正直、入学時から妙だと思っていた。教室や街の監視カメラの量、入学時の10万ポイント支給、授業態度の放置、そして茶柱先生の意味深な発言もしこれらが全て繋がっているなら。
「一之瀬、教室に大量の監視カメラあったろ?なんか担任から言われなかったか?」
「監視カメラ?!そんなのあったの?」
やっぱり気づいてなかったか。確かに分かりにくくてかつ見えにくい配置だからな。
「Dクラスにはあった。絶対とは言い切れないがBクラスにもあるんじゃないか?」
「そうだね。Dクラスにあったならうちにもあると思う。でも、なんで?」
「それはまだわからない。だが、俺の予想だと、約一週間後、5月1日に真実が明らかになるはずだ。そして、そこからこの学校生活の本当のスタートだと思う。」
「本当のスタート?」
「ああ、入学時に、担任がこういったんだ。毎月ポイントは一日に支給されるってな」
「うん、私たちも同じこと言われたよ」
「ああ、ここで重要なのは、支給されるってとこだ。」
「えっと……」
ふむ、もうちょっと砕くか。
「一之瀬は来月何ポイント支給されると思う?」
「10万ポイント?」
「ああ、普通はそう思うよな。だが、学校は一日に支給されるって言ったのであって、10万ポイント支給されるとは言ってない。」
「っ!?」
一之瀬も気づいたみたいだな。
「つまり、来月からは何ポイント支給されるかは未知数ってことだ。そんな状況で至る所にカメラが仕掛けられているってなると…」
「監視して、その行動や態度によってポイントが変動する」
「そうだ。それとうちのクラスの話なんだが、遅刻をしたり授業中私語をしても、一切怒られないんだ。」
「……それって、来月のポイントが減ってるからってこと?」
「その通りだ。すでに罰は受けているって考えれば納得はいくだろ」
「確かに」
「極め付けは、スーパーやコンビニの無料棚や食堂の無料の定食だ。ポイント枯渇用の救済措置なんだろうが、月10万も貰えるのにそこまで枯渇するのは明らかに生活として破綻してる。一回、昼頃に食堂を見に行ったことあるけど結構いたぞ、0ポイントの山菜定食を食いながら、自販機で0ポイントのミネラルウォーター飲んでる、あれは多分先輩かな」
「…………………」
一之瀬は何か考えるように黙り込んでいる。
「でも、なんで5月1日なの?入学の時からでもよかったんじゃ……」
「それは言い切れないが、学校側は試しているんじゃないかとも思う。そのシステムを見抜けるかどうか。もしくは不信感を持って行動するか、しないかとかな。」
「………そうかもね」
「ま、あくまで予想だ。その可能性を考えつつ5月1日を待とう」
「うん」
一つ解せないのは、食堂で見た真面目そうな先輩も0ポイントの極貧生活を強いられていたことだ。真面目そうに見えるだけで実際はそうじゃないのかもしれないが、もしそうじゃなかった場合真面目にやっていてもポイントが充分に貰えてない可能性がある。その場合になると、評価対象は個人じゃないのかもしれない。そうなると全体の評価となるが、その全体っていうのはおそらく…
(ちょっとまずいか、来月の金策考えるか)
「えっと、話が急に変わって申し訳ないんだけど…」
「ん?」
「私のこと昔は帆波って呼んでたのに、なんで名字になっちゃったの?」
一之瀬が何故か心配そうな表情で聞いてくる。嫌われているかも、とか考えているのだろうか。だが、流石に小学生の時と同じとはいかないだろう。

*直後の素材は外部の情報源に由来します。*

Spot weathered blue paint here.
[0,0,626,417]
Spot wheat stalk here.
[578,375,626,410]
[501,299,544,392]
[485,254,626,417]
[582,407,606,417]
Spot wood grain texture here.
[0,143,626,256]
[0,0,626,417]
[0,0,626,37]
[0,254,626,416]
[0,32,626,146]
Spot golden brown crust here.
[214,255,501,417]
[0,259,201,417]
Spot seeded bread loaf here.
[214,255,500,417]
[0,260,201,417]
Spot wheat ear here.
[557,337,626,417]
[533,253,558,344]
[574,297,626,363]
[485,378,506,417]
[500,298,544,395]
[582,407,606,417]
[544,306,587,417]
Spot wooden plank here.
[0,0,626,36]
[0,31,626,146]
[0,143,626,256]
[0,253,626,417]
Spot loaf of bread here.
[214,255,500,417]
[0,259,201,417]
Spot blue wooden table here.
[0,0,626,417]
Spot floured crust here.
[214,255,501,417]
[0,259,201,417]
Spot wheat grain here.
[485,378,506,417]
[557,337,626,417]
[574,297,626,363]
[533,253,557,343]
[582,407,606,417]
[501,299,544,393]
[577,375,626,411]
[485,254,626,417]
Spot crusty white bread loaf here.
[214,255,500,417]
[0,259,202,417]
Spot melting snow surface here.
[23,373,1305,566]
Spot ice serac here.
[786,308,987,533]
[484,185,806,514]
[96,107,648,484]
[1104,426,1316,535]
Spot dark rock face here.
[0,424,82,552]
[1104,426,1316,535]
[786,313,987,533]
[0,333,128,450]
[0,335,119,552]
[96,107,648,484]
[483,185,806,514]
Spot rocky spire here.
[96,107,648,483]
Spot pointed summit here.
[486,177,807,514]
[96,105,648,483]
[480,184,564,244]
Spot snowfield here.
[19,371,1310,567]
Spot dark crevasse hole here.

「いや、えっと、まぁ高校生だし。他の皆んなも名字で呼んでるしな。」
「…………八剣君」
「ん?」
「なんかムズッとしない?」
まぁ、たしかに一之瀬からは迅くんと呼ばれていたからな。確かに急に変わると少し変な感じはするが、
「まぁ、確かにな」
「私もそういう気持ちなの。だから迅くんも帆波って呼んでよ。」
「んー」
帆波って呼ぶこと自体はいいんだが、俺が一之瀬を名前で呼ぶと、周りから色々と誤解を招きそうなんだよな。けど、一之瀬はそう呼ばないと納得してくれないだろう。こういうところは頑固だからな。となると落としどころを付けなければならないな。
「…………二人きりの時だけなら」
「うーん。まぁ、今はまだそれでいっか。」
今はって、
「よろしくね。迅くん。」
「ああ、よろしく。………帆波」
やっぱ恥ずかしな、これ。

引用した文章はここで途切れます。